Sometimes, ideas for books just tickle me...well, pink.

Pinkalicious, the title character, eats too many pink cupcakes and voila! She turns pink from head to toe. She is thrilled. "I was so beautiful, I cried." she says. Then she runs around yelling "I'm Pinkerbelle! Look at me, I'm Pinkerbelle!"


Her mother takes her to the doctor, who prescribes a diet of green food to cure her "pinkititis." Yuck! No way Pinkalicious is signing up for that. She sneaks one more pink cupcake and wakes up...RED! Oh no, this won't do. She buckles down, eats her greens, and returns to normal.

If you have a 3-5 year old who loves pink, this book will be an instant hit, and deservedly so. It's charming, funny, and a pleasure to read.

Enter Purplicous.


Purplicious is not charming. In fact, it's rather appalling, especially following on the heels of something as sweet as Pinkalicious.
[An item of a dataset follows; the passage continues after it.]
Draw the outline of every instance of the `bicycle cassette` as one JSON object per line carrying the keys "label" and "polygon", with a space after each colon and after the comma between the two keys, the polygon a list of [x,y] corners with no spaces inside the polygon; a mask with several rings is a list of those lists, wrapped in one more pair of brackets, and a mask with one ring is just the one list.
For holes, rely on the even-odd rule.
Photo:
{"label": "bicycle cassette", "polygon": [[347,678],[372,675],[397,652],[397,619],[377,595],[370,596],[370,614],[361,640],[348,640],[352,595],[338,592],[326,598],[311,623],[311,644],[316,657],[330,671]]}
It loses the light, humorous tone that made Pinkalicious so readable and gives us some mean girls, picking on Pinkalicious for her love of pink. Yes, Pink goes on to meet a girl who loves purple and admits that perhaps there's more to life than pink, but it seems to me that they've completely misjudged the target audience. The publisher lists this one as a book for 5-8 year olds, but I can't see many 7 or 8 year olds with this book. It's a preschool/kindergarten book --maybe up to age 6 -- and as such the mean-girl behavior is bewildering to kids -- why would anyone be so mean about liking pink? This is not how it is in preschool, unless your preschool has a Lord-of-the-Flies quality that ours lacks.

Enter Goldilicious.

Goldilicious has a premise that is more appropriate to the true target audience of 3-5 year olds. Goldilicious is Pink's unicorn. Adult readers will realize the unicorn is an imaginary friend (he becomes see-through whenever Pink's mom is around) and he and Pink have wonderful adventures together. And guess what? Now Pink has a fetish for all things gold! Go figure! Kind of thin, as plots go, but at least no one's being nasty to each other.
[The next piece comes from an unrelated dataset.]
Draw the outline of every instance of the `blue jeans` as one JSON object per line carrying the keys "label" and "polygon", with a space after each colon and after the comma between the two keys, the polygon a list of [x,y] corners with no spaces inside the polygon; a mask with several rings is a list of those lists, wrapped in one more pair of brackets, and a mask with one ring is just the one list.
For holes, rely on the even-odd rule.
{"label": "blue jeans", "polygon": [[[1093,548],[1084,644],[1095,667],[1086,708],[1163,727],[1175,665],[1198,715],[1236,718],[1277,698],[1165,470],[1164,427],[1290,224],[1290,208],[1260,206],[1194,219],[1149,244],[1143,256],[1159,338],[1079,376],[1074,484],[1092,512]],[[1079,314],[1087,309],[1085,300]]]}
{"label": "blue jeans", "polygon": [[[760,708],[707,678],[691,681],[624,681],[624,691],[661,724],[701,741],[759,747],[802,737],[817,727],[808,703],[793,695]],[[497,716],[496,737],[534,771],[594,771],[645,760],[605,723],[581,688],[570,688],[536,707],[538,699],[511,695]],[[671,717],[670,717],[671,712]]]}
Goldilicious exists because Pinkalicious is a lucrative franchise. Anymore it seems almost any book that sells well will spawn enough sequels to completely exhaust an otherwise good idea. It happened with Skippyjon Jones (with ever-decreasing lucidity) and Walter the Farting Dog (how many books about gassy dogs do we need?) and Olivia (and you can certainly argue that Olivia's franchise was spinning out thinner and thinner until she was picked up and made into a cartoon by NickJr.)


My advice: get Pinkalicious if you have a preschooler who loves pink, check out Goldilicious from your local library, and leave Purplicious on the shelf.